Una mujer ha sido condenada a un año de cárcel por abandonar en un parque al bebé que cuidaba para ir a emborracharse. Los hechos tuvieron lugar este verano en la localidad británica de Blackpool, según recoge el Daily Mail.

Julie Gill, de 44 años, dejó sola a la niña de once meses en su cochecito para ir a reunirse con un amigo en un pub. El diario apunta que la mujer, que ya había estado bebiendo vodka en su casa, continuó alcoholizándose hasta la madrugada.
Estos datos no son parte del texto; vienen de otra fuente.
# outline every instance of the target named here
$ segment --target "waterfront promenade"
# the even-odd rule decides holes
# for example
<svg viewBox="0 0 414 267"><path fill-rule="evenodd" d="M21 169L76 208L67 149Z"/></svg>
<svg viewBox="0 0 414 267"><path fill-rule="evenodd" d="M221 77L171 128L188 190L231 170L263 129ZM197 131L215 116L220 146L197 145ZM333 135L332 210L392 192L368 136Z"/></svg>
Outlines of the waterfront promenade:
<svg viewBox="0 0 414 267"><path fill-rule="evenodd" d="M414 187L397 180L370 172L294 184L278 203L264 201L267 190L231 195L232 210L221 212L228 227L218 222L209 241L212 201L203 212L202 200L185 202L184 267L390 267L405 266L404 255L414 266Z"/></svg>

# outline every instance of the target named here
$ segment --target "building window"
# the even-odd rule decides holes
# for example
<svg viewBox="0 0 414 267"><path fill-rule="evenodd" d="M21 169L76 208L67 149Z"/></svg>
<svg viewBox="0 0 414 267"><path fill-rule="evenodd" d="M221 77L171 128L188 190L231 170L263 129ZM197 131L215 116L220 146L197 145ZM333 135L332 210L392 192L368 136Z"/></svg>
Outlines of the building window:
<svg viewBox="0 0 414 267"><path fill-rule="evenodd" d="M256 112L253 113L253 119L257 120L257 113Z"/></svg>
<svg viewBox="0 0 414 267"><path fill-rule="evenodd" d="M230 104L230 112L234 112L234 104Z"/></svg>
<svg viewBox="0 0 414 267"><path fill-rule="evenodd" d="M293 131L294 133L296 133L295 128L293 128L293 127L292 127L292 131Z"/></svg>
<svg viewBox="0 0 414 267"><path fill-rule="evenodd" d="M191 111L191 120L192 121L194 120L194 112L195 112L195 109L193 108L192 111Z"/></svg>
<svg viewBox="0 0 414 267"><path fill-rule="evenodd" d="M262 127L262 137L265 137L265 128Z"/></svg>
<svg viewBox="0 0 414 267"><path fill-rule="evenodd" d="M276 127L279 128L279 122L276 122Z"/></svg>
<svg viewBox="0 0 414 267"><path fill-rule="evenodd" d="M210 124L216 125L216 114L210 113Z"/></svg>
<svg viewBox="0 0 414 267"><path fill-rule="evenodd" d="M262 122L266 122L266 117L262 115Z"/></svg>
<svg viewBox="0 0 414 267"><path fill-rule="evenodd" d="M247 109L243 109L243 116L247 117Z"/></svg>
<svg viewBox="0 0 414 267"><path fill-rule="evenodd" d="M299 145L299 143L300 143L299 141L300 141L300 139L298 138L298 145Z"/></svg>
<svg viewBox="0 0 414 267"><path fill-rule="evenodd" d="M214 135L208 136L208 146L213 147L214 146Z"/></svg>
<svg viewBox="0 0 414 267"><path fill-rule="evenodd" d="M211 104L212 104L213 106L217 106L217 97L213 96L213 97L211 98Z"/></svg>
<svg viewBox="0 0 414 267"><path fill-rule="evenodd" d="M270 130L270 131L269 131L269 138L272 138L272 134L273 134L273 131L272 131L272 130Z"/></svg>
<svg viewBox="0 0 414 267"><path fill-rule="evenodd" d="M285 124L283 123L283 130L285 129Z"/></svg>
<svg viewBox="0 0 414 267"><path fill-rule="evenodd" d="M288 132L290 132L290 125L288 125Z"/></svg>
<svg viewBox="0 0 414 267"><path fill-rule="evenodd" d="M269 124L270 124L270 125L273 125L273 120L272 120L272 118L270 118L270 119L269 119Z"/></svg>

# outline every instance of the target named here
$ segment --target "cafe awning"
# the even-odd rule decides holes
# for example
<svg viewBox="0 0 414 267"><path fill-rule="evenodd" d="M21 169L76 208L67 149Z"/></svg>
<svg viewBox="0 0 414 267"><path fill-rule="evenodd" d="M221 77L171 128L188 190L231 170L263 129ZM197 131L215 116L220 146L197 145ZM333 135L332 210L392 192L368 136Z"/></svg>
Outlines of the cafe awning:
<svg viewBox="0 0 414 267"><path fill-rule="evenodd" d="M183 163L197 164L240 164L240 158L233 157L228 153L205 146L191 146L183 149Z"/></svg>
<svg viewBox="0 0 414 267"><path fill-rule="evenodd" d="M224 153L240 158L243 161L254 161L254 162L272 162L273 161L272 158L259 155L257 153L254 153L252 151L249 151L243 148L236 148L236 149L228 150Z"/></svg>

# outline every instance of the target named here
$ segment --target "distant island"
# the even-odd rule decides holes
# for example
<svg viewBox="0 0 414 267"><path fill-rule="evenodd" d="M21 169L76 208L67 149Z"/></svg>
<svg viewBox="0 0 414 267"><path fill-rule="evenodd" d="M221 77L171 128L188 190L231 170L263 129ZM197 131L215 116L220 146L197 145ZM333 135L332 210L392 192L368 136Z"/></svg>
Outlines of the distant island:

A las cuatro despertó a un vecino gritando que había perdido las llaves de casa.

La pequeña fue encontrada a las 7.30 horas del 24 de julio por un hombre que paseaba a su perro. El cochecito se encontraba tirado, con la bebé dentro, que carecía de abrigo, zapatos o manta. "Podía haber sido secuestrada, atacada por algún animal o haber muerto", sentencia el juez.

La Policía dio con Julie a través del contenido de una bolsa hallada junto al cochecito. La mujer afirmó a los agentes que creía haber sido atacada y que no recordaba nada desde que salió del bar. Después agregó que la niña estaba siendo cuidada por otra mujer.

La Justicia la considera culpable de un delito de crueldad infantil.